Yi et al. (1991) introduced the human TTR gene carrying the val30-to-met mutation into transgenic mice and demonstrated that amyloid deposition started in the gastrointestinal tract, cardiovascular system, and kidneys 6 months after birth and extended to various other organs and tissues with advancing age. By the age of 24 months, the pattern of amyloid deposition was similar to that observed in human autopsy cases, except for its absence in the choroid plexus and in the peripheral and autonomic nervous systems.

History

Benson (1986) was of the view that the Portuguese disease was imported from Sweden. From Portugal, it appeared to have spread to Japan.

Coimbra and Andrade (1971) reported somewhat unexpected electron microscopic findings demonstrating that the primary change is one of myelin degeneration, followed by axoplasmic degeneration and only subsequently by accumulation of amyloid deposits which do not cause nerve compression. This suggested that the amyloid accumulations are secondary to the peripheral nerve degeneration.
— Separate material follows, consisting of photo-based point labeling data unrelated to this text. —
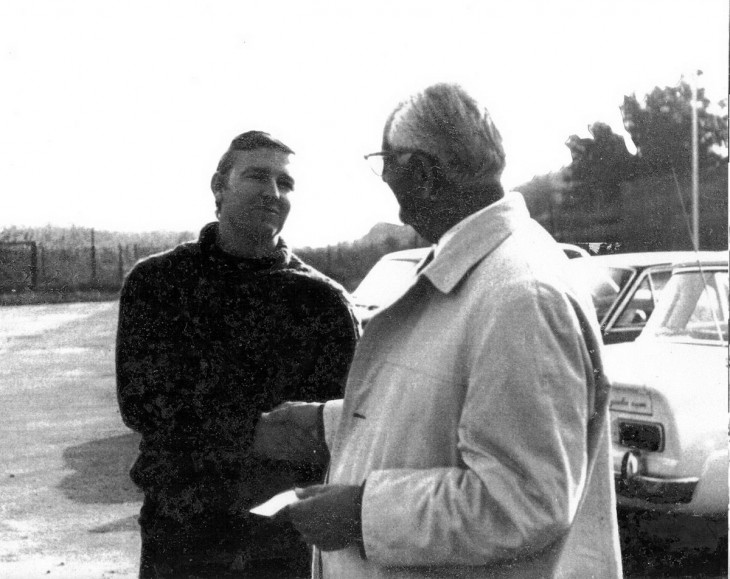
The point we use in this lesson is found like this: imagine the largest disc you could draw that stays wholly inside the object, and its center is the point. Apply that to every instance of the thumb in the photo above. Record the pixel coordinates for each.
(310, 491)
(281, 413)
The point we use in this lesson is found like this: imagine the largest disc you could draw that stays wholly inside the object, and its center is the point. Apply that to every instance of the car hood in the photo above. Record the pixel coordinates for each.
(691, 374)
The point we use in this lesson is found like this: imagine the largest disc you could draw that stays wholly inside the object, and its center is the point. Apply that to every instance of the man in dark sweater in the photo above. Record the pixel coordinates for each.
(211, 334)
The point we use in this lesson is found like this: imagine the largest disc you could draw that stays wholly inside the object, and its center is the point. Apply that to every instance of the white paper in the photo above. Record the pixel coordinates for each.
(275, 504)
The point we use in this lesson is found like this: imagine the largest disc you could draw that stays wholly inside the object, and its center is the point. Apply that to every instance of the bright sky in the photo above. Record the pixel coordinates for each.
(114, 114)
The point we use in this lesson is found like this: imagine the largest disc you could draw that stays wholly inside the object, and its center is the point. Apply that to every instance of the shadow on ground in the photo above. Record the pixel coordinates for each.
(101, 471)
(657, 545)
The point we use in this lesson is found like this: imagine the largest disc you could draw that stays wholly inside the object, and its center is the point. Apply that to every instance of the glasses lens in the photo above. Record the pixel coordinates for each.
(376, 163)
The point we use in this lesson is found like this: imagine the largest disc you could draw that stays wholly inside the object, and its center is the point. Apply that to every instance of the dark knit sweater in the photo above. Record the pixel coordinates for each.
(206, 342)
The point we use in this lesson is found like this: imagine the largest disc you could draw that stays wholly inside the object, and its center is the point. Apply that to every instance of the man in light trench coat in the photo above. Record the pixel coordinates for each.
(473, 437)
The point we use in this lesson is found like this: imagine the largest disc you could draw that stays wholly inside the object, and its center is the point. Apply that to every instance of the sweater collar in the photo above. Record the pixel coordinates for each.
(474, 238)
(208, 242)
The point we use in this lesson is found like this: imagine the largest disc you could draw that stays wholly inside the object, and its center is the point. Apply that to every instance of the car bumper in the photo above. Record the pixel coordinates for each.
(656, 491)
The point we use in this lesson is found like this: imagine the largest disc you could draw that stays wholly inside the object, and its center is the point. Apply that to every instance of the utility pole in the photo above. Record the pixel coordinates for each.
(695, 168)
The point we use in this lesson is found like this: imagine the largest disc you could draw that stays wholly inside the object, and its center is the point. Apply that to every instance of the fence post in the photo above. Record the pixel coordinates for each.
(42, 265)
(33, 265)
(93, 260)
(121, 266)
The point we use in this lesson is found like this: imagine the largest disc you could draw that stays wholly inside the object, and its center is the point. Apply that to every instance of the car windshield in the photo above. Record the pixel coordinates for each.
(385, 282)
(693, 307)
(603, 282)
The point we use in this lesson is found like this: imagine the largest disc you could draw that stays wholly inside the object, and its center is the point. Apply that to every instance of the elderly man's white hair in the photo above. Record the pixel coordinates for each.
(449, 124)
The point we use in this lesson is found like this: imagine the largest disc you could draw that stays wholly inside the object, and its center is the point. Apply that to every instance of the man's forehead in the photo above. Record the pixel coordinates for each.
(264, 158)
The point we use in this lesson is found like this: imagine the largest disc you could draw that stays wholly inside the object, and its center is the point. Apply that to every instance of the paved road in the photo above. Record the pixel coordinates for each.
(67, 507)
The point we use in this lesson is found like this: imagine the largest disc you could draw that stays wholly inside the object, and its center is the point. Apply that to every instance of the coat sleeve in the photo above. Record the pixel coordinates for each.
(149, 363)
(521, 441)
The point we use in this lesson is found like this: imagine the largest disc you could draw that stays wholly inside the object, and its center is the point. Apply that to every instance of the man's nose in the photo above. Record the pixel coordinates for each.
(271, 189)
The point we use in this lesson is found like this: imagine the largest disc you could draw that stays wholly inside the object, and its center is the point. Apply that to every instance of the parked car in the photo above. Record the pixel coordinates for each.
(394, 272)
(626, 287)
(669, 399)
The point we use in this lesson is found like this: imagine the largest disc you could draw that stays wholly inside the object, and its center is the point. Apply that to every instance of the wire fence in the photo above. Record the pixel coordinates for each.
(32, 266)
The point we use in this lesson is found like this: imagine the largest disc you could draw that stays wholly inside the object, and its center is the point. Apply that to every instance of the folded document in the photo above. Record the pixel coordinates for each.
(275, 504)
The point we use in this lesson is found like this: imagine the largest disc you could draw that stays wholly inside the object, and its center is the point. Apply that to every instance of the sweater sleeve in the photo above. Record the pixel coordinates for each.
(148, 354)
(333, 334)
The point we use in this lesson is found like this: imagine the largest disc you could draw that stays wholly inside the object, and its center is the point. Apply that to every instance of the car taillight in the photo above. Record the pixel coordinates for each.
(641, 435)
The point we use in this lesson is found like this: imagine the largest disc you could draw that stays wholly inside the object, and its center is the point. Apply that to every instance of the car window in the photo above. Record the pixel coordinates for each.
(604, 283)
(641, 304)
(694, 307)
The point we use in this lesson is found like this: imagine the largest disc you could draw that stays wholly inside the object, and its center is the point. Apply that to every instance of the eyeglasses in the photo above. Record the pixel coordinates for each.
(377, 161)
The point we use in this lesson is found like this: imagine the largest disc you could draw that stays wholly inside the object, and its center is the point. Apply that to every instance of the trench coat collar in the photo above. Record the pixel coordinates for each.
(472, 239)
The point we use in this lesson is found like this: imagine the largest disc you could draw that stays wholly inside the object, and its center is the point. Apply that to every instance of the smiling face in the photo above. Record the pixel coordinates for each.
(253, 196)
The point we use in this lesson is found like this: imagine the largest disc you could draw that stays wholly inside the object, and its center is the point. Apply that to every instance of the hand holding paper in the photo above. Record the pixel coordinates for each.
(275, 504)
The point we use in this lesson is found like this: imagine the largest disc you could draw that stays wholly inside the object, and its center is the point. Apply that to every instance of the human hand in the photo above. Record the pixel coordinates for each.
(291, 432)
(328, 516)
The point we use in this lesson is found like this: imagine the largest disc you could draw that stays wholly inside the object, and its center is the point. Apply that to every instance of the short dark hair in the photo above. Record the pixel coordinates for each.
(249, 141)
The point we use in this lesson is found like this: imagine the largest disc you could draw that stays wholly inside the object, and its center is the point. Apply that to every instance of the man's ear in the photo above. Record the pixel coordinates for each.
(216, 182)
(425, 174)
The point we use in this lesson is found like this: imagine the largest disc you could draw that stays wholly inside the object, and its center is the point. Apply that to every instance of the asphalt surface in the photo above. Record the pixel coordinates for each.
(67, 506)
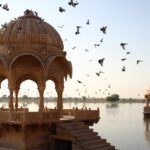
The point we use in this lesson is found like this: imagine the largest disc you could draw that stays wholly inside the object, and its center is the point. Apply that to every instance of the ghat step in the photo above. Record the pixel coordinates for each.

Coutinho and Sequeiros (1989) suggested that the so-called Iiyama type of FAP seen in Japan and characterized by the same met30 mutation of the TTR gene as in the Portuguese cases but associated with cerebellar and pyramidal signs (Furuya et al., 1987) may represent the simultaneous occurrence of FAP type I and Machado-Joseph disease (MJD; 109150), both disorders of relatively high frequency in Portuguese. The MJD mutation was later determined to be in the ataxin-3 gene (ATXN3; 607047) on chromosome 14q24.3-q33. Ikeda et al. (1996) found that the family studied by Furuya et al. (1987) and others carried mutations in both the TTR and ATXN1 (601556) genes and thus represented the coexistence of FAP and spinocerebellar ataxia-1 (164400).

Ironically, George G. Glenner, who made major contributions to the understanding of amyloidosis, succumbed to cardiac amyloidosis of the transthyretin type (Sipe, 1995). Glenner et al. (1971) reported that the fibrils in primary amyloidosis, or amyloidosis associated with multiple myeloma, are composed of the N-terminal variable region of the immunoglobulin light chain. Glenner et al. (1974) defined the beta-pleated sheet structure of the amyloid fibril. Glenner and Wong (1984) defined the A-beta fibril protein associated with Alzheimer disease (104760).